Innovation starts with problems, not with ideas.

We often think of innovation as starting with an idea nobody has had before. More often it starts with a problem or opportunity nobody has noticed before. 

3D Problem Solving
3D problem solving, by Chris Potter, on Flickr

You want to become an innovative organisation?  If so, it is tempting to focus on the ideation process, and to create an innovation funnel to filter out ideas (even though this really doesn’t work well at all).

However you may be starting at the wrong end.

In his blog “The 4 Types of Innovation and the Problems They Solve“, Greg Satell states that

 “every innovation strategy fails eventually, because innovation is, at its core, about solving problems — and there are as many ways to innovate as there are types of problems to solve. There is no one “true” path to innovation.”

The path to innovation is to find new problems and new opportunities which will really help the organisation.  And so long as it is really relevant to the business, the more difficult, scary, or audacious the problem the better.
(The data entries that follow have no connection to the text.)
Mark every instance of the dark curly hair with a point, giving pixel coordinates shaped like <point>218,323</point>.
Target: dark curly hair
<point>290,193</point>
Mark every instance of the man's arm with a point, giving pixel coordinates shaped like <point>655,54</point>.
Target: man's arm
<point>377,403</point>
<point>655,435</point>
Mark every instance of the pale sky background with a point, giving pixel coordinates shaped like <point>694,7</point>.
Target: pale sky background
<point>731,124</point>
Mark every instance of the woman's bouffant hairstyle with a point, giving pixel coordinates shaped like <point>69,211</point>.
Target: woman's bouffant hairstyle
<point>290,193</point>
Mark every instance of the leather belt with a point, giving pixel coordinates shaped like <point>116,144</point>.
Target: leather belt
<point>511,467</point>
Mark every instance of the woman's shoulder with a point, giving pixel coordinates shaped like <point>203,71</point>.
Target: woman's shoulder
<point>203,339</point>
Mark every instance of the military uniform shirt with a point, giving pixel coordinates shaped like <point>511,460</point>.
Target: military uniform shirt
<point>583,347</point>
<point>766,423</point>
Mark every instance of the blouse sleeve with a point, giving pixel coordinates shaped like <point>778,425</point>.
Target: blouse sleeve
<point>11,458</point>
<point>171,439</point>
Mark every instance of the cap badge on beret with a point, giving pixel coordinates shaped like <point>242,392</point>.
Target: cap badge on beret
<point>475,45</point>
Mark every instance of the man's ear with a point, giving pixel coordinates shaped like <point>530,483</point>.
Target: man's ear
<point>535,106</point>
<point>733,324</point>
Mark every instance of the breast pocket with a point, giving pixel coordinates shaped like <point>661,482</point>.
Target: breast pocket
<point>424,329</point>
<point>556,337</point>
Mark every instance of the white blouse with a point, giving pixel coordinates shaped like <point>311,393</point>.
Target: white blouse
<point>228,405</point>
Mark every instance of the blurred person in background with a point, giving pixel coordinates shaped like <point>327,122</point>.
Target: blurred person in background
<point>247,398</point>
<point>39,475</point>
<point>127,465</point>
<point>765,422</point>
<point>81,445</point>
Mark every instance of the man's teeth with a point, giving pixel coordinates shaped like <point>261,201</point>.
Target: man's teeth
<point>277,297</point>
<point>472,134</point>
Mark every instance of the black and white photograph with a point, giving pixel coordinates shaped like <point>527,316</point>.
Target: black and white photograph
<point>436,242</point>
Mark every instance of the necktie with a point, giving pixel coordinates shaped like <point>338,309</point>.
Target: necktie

You cannot get people to step outside the box if you give them a problem they can solve inside the box. Or you find what Mukesh Gupta calls the “invisible problems” – the ones that nobody has noticed.

Once you have selected the correct problem, there is a crucial intermediary step, which is to fully explore the problem.
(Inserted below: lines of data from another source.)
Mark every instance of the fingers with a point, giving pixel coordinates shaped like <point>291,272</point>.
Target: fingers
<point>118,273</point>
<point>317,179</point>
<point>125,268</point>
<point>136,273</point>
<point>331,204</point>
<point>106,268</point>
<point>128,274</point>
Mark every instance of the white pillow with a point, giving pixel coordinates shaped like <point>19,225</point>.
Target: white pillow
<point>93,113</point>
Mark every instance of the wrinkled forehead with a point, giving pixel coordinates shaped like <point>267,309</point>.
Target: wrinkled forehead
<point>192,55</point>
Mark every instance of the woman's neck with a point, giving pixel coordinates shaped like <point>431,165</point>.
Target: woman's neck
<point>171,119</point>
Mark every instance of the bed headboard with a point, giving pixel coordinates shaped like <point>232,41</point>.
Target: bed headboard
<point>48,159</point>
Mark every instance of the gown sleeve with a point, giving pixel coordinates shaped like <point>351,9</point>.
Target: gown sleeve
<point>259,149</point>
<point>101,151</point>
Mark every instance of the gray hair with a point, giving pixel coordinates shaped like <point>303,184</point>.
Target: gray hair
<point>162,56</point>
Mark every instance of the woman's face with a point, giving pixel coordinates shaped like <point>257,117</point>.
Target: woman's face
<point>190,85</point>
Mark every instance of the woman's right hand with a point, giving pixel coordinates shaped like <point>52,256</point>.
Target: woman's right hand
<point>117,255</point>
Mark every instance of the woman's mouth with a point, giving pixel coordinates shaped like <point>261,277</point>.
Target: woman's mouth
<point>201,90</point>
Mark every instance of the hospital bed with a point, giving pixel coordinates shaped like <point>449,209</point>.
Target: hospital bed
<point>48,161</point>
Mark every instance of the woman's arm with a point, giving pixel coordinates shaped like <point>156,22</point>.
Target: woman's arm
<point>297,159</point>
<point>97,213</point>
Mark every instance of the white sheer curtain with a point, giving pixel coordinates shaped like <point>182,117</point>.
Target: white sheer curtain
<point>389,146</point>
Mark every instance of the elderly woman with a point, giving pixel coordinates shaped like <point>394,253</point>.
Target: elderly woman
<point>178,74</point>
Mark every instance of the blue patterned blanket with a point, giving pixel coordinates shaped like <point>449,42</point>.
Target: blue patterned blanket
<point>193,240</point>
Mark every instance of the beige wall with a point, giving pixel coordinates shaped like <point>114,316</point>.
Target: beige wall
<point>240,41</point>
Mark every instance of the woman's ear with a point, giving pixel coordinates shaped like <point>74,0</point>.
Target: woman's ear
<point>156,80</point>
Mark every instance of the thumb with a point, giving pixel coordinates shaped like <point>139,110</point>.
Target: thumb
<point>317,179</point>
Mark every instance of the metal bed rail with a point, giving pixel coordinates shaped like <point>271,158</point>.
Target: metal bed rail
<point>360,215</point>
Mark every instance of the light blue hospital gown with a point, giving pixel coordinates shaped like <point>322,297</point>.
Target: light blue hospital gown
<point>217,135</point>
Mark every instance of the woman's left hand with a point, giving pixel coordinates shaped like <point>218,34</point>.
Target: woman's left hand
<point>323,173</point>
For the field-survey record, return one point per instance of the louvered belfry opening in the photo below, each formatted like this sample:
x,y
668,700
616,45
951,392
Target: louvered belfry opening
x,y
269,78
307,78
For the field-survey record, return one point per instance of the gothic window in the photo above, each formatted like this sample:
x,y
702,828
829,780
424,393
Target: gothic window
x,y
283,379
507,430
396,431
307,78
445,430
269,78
  • You can see this in the deep dive process shown in this video – where the team has 3 days to innovate and spends the first whole day exploring the problem. 
  • You can see this in the after action review process (often a trigger for incremental innovation), where the questioning process includes identifying the things that did not go to plan  and performing a root cause analysis of these problem areas before suggesting solutions.
  • You can see this in this blog post from Anita Campbell, who describes a structured process for creating a Problem Definition, after which innovation can begin. 
Only once you have started with a problem or an opportunity which you have fully explored, understanding the constraints and the complexities, can you start to create, combine and remix existing ideas to solve these problems.